Olivier a écrit :
maher a écrit :
Facile de sortir des chiffres lorsque l'on a les fonctions qui y donnent accès.
Tu parles de ressenti alors que tu reconnais toi-même dans ton article sur la proD3 d'hier que le maintien est difficile en proD2. Avec comme seul argument, de connaître les promus le plus tôt possible. Bah justement, avec 2 poules de 12 et les 2ers qui montent, tu les connaitrais fin avril tes promus.
Tu nous dis avoir tout tenté depuis 2002 mais la poule d'accession ou elite a duré combien de temps ? Une saison. Or, c'était une demie decision. Une poule réservée à 11 clubs dans une division. Chapeau bas ! Et là encore, on n'a pas laissé le temps aux clubs de s'adapter. Une saison ! Une seule !
Quant enfin, tu nous dis qu'il faut consulter les clubs, c'est vraiment qu'on reste au temps des banquets interminables et des petits arrangements entre amis. D'où les changements incessants au gré des lobbyistes ou des copinages entre dirigeants de clubs et ceux de la Fédé. Pas bon la consanguinité.

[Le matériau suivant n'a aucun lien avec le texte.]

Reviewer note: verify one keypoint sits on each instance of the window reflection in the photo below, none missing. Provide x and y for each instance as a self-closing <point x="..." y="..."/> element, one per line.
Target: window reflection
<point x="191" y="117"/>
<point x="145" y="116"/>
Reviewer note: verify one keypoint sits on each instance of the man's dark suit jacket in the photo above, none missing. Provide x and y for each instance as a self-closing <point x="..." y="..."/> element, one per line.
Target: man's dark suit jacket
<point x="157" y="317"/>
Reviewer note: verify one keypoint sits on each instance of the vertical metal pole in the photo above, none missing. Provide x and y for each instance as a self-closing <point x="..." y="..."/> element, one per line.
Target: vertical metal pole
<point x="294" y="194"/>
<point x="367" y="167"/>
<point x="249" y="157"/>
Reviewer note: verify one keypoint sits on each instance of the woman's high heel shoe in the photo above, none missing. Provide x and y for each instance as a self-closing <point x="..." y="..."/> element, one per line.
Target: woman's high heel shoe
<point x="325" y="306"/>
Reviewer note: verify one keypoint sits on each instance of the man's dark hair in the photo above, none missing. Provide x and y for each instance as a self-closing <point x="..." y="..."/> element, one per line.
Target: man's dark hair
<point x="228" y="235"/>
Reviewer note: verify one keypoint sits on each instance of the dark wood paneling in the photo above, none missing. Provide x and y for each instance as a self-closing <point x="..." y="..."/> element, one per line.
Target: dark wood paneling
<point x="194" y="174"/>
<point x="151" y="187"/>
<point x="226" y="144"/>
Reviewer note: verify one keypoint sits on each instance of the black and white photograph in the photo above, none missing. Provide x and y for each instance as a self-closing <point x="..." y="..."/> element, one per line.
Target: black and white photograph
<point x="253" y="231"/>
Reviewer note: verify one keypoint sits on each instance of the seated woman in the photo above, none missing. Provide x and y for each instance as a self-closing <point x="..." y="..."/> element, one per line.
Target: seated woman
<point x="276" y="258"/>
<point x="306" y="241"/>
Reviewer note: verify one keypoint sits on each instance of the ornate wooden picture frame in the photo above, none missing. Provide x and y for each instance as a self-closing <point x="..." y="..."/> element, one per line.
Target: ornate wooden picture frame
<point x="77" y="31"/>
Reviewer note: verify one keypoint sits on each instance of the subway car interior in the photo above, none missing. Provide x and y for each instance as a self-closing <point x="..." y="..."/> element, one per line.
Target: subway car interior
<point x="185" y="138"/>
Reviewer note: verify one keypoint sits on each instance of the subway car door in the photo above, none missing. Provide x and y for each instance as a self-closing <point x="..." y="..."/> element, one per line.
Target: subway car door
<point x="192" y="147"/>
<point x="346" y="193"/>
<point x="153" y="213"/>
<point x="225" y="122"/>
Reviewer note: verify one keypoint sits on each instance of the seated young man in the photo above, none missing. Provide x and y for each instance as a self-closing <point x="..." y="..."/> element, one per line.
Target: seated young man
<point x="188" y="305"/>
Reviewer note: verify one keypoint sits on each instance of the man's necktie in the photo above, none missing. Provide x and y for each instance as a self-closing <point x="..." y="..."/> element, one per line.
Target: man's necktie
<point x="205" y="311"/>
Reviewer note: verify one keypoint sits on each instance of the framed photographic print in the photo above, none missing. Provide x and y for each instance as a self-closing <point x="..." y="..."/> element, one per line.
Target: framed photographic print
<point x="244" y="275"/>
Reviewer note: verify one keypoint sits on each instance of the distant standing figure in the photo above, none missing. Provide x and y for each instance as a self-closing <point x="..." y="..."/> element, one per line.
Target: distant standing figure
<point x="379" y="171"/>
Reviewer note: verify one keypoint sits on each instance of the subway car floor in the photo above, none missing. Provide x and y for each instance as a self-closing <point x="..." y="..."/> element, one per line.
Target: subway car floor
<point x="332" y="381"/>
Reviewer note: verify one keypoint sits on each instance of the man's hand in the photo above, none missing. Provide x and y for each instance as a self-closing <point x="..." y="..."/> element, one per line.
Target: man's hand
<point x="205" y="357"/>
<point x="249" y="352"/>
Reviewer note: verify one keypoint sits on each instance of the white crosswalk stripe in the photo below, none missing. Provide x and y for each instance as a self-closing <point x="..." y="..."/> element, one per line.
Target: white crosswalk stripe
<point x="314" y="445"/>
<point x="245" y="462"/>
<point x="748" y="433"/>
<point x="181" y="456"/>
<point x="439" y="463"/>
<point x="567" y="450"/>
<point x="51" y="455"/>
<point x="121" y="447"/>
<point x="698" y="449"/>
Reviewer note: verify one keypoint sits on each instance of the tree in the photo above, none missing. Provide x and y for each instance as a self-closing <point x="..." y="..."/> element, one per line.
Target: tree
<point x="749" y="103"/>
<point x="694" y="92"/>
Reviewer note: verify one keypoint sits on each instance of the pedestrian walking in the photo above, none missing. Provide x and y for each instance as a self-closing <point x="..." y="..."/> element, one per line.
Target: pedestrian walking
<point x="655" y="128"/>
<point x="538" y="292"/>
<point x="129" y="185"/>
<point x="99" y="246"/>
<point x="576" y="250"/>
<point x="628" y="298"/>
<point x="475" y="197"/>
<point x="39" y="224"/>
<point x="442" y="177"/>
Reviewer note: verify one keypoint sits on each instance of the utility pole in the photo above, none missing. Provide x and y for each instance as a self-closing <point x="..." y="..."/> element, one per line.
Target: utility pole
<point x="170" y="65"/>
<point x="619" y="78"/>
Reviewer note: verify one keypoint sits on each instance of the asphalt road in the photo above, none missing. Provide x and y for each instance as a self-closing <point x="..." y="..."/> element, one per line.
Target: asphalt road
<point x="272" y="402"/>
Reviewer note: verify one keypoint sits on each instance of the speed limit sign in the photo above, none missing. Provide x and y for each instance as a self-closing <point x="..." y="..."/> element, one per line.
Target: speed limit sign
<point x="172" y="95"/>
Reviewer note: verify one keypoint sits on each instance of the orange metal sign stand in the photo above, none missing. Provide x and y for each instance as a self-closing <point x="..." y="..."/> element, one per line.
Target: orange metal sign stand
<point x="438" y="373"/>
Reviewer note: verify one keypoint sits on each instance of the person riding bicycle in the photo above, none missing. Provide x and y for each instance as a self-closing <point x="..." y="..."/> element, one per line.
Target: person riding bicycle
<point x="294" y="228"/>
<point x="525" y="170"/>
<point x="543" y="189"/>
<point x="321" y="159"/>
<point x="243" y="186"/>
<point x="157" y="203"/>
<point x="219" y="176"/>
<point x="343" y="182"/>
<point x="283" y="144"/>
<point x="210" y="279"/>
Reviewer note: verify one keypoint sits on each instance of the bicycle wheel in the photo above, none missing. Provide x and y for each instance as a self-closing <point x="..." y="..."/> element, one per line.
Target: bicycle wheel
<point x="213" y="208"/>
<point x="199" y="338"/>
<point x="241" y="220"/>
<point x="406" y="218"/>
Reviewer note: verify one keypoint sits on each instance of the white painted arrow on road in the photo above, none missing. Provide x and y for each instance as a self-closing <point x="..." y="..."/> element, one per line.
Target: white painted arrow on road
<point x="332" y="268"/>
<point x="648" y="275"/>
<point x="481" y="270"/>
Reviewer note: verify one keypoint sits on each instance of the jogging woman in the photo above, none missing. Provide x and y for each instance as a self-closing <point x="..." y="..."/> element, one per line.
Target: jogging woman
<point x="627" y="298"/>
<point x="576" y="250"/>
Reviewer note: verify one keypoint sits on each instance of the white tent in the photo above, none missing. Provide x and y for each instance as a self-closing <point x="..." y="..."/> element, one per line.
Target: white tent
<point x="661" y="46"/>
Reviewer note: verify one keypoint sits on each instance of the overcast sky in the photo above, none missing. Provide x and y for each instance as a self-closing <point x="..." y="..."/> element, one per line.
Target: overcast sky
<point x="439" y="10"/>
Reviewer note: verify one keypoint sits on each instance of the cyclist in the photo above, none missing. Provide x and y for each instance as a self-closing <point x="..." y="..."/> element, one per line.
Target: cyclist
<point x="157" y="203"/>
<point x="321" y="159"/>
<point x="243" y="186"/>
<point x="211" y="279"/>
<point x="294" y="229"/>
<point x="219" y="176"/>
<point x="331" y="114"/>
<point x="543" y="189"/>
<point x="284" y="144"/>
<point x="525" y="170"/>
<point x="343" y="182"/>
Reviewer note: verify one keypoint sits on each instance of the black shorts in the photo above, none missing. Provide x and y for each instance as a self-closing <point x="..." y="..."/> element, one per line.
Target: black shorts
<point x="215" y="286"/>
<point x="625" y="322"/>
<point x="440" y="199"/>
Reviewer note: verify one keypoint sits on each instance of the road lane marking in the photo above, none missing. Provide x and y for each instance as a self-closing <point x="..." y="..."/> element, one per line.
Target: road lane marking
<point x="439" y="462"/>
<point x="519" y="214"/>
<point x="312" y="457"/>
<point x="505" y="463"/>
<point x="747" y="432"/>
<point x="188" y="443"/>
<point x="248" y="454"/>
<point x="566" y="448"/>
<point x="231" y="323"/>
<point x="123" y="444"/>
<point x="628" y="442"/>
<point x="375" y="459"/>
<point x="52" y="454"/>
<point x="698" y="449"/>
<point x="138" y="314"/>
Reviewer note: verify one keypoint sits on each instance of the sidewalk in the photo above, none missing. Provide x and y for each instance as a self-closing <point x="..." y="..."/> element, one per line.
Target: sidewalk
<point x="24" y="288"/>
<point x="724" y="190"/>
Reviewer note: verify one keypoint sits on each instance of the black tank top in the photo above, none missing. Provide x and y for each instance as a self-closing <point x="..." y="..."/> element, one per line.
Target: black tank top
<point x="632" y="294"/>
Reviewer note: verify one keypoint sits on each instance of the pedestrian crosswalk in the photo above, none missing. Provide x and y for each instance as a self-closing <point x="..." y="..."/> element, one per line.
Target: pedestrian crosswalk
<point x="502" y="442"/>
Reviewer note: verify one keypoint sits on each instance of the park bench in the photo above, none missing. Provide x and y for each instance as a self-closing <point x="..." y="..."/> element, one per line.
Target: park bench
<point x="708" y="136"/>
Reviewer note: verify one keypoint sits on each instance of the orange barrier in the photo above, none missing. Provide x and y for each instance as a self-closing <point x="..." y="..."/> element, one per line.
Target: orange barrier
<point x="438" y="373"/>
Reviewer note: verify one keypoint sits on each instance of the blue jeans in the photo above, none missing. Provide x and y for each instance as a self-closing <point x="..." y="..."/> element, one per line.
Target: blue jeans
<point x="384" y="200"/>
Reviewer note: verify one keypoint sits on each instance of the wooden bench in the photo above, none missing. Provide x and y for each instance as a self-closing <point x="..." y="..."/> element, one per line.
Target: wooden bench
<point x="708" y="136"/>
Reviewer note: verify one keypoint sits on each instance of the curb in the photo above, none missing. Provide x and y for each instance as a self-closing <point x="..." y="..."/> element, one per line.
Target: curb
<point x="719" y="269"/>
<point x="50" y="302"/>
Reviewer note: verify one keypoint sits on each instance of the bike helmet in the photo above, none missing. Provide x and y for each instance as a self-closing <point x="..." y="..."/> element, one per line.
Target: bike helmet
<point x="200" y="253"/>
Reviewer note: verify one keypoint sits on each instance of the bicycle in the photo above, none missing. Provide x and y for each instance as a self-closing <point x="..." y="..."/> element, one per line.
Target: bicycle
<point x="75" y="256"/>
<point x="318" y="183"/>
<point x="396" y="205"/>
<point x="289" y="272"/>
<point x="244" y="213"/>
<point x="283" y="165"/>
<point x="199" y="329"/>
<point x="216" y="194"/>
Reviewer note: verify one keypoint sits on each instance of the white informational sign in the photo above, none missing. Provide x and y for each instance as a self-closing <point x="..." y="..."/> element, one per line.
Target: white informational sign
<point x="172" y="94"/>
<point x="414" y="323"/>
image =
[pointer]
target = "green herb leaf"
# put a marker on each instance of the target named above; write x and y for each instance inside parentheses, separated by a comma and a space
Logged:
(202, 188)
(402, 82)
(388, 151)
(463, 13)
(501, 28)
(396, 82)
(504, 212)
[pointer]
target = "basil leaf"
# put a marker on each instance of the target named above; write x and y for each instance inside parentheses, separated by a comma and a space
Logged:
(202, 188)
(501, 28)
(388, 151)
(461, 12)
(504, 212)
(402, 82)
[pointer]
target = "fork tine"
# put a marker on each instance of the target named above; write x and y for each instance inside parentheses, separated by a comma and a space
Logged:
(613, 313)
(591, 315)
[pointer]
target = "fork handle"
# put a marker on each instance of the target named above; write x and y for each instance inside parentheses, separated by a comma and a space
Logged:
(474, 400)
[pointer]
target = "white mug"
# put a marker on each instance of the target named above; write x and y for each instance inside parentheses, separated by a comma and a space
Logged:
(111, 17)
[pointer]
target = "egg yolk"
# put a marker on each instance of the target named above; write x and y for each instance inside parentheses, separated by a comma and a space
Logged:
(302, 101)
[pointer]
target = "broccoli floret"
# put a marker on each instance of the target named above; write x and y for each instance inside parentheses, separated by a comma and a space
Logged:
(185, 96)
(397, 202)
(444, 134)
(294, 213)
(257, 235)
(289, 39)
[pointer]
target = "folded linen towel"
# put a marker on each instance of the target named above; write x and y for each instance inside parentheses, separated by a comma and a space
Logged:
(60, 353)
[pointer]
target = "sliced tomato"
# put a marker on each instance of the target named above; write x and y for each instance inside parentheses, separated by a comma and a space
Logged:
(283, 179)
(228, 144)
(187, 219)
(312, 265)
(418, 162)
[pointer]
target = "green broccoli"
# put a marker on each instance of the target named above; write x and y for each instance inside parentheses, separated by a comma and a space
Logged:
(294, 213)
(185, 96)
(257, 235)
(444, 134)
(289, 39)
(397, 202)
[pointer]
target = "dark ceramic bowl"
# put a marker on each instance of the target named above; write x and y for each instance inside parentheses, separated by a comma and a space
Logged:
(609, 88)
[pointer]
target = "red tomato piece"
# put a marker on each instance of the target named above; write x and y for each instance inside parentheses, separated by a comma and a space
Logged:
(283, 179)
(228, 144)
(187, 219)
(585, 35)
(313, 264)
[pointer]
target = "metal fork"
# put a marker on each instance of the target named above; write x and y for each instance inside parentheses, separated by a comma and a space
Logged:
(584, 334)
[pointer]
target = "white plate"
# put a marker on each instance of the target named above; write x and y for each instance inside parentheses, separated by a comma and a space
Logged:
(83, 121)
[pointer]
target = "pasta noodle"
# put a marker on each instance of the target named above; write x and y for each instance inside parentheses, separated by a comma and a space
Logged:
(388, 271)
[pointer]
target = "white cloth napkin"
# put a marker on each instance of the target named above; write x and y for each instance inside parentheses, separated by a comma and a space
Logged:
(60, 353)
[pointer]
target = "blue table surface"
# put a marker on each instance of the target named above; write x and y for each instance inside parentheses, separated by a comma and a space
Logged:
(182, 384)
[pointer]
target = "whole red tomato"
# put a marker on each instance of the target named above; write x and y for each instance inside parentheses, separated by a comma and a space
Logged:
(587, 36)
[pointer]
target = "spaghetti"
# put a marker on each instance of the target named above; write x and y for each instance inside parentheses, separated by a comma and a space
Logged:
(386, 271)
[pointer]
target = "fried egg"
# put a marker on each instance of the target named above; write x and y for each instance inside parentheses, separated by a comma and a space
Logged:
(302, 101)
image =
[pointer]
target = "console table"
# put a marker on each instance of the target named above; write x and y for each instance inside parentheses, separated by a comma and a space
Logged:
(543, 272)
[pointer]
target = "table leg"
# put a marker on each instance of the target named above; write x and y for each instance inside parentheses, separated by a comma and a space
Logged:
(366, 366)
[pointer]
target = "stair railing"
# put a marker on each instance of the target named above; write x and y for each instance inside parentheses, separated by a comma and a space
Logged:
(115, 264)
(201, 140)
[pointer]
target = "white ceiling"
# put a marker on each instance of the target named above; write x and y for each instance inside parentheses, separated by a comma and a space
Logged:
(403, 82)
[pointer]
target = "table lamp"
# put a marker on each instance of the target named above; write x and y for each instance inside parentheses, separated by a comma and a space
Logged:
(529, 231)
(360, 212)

Tous les chiffres que j'ai étudiés, tu y a accès, ils sont sur rugbyfederal et ce sont ceux-là que j'utilise. Non, ce n'est pas un ressenti, là aussi, j'ai analysé toutes les promotions et relégations depuis 2002 entre la pro D2 et la Fédérale 1.
La poule d'accession a duré 2 ans + 1 avec championnat restreint et a fait disparaitre 6 clubs de Fédérale 1 : Saint Nazaire, Chalon sur saône, Lille, Auch, Limoges et Strasbourg... Mais vous ne voulez pas prendre en compte cette donnée.
Sur les accessions, cela n'a pas changé la donne.
Quant à ta dernière remarque, elle me fait doucement rire. Mes journées de travail à Marcoussis, ça commençait par prendre le train à 6h00 à Perrache, arriver à 9h00 à Marcoussis, commencer à 9h30/10h00, pause déjeuner au self à 12h30, pas d'alcool, pas d'apéro, rarement un café. Reprise à 13h00/13h15 jusqu'à 16h00 au mieux, retour à la gare, train à 17h25, arrivée à 20h30 à la maison, tout ça pris sur mon temps de travail.
Alors oui, en tant que président de la CNCDF, j'étais invité aux matches du XV de France à Paris. Mais, même là, j'arrivais avec mon paquet de doléances, de remarques de clubs et d'idées pour faire avancer le bousin. Et crois moi, la consanguinité et le copinage du temps de Thierry Murie, c'était révolu et même les clubs avec qui il s'est choppé lui disent merci aujourd'hui...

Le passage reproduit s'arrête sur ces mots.